S&C employees who, in order to protect their seniority, must occupy a bulletined temporary position at a headquarters location over 50 kilometres from their residence will be allowed a per diem allowance of $35.00 for each day worked at the location.


Article 18.12 provides that statutory holidays are to be granted on the basis of “… the location of their headquarters” even though they may actually work in more than one province. Further holiday pay provisions appear in article 8.13 dealing with “… employees who transfer their headquarters from one province to another …”.


            On the whole, as reflected in the passages reviewed above, the collective agreement does make a clear distinction between an employee’s work headquarters and his or her home or residence. In that context the Arbitrator must share the view of the Company that the phrase “home location” utilized in Appendix 15 of the collective agreement must, on balance, be taken to mean an individual’s personal residence, as opposed to his or her work headquarters.

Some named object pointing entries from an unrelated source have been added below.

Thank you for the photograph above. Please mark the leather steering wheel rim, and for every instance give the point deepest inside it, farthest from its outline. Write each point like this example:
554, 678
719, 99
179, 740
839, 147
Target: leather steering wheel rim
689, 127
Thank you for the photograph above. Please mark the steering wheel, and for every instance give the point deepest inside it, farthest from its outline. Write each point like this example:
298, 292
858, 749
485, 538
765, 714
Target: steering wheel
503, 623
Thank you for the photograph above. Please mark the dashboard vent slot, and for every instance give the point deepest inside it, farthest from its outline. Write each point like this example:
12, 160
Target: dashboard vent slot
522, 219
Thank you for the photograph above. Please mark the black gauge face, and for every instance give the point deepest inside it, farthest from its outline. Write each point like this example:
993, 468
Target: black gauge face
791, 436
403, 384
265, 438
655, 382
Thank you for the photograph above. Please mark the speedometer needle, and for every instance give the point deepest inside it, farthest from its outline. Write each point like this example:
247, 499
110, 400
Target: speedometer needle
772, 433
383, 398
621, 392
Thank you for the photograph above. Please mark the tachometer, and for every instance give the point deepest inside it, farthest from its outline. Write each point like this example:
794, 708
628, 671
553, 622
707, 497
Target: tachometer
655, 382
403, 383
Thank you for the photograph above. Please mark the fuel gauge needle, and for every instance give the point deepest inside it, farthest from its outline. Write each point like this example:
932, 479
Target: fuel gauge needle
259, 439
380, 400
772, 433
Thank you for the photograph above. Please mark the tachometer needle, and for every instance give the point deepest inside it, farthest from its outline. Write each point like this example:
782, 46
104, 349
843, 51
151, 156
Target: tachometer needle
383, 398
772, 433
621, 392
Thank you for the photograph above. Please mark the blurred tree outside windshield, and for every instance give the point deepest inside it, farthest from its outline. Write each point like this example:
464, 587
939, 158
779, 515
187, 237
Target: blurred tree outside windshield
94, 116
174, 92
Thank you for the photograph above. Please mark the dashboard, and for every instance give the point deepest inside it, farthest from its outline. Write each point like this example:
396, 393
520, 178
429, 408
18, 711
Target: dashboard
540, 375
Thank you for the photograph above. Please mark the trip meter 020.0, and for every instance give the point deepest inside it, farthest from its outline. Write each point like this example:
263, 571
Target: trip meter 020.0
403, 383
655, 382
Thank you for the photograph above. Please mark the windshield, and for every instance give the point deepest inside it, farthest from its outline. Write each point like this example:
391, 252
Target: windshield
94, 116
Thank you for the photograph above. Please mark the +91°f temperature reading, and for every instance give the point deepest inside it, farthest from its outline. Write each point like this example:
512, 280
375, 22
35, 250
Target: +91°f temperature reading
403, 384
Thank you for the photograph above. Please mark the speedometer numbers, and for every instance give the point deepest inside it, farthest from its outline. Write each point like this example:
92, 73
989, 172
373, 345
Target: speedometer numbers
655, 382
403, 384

            Does the foregoing interpretation visit a hardship on the employees? I think not. What Appendix 15 does is to place the employees in this bargaining unit in the same situation as most employees in other bargaining units within the railway industry, and indeed within other industries. It is not considered a hardship for an individual to make his or her own lunch arrangements on a work day which does not involve being away from home overnight. Where, on the other hand, an individual’s travel requires him or her to be away from home overnight in external accommodations, by the Company’s own admission at the arbitration hearing, that person will be entitled to reasonable meal expenses. That, for example, would apply to the case of employee Brian Strong. He grieved that he was called out to work at Moose Jaw at 12:15 a.m., being a three hour drive from his home. Having completed the required work at 4:30 he booked into a hotel. After awakening he had breakfast and did work at other locations until he returned home. It appears that because he returned to his home on the same day the Company initially viewed that his meal claim should be denied. At the hearing, the Company’s representatives undertook that that is an incorrect view, and that he should be paid reasonable expenses for the meals he incurred in that situation. On the whole, in other words, there does not appear to be any undue hardship visited upon the employees by the interpretation of Appendix 15 which is advanced by the Company, and which the Arbitrator is satisfied is correct. Conversely, obvious inequities as between the treatment of non-block and block territory S&C maintainers, and indeed between the employees of this bargaining unit and other employees generally, would result from the Union’s interpretation.  I am satisfied that that is not the intention of Appendix 15.


For all of these reasons the grievance must be dismissed.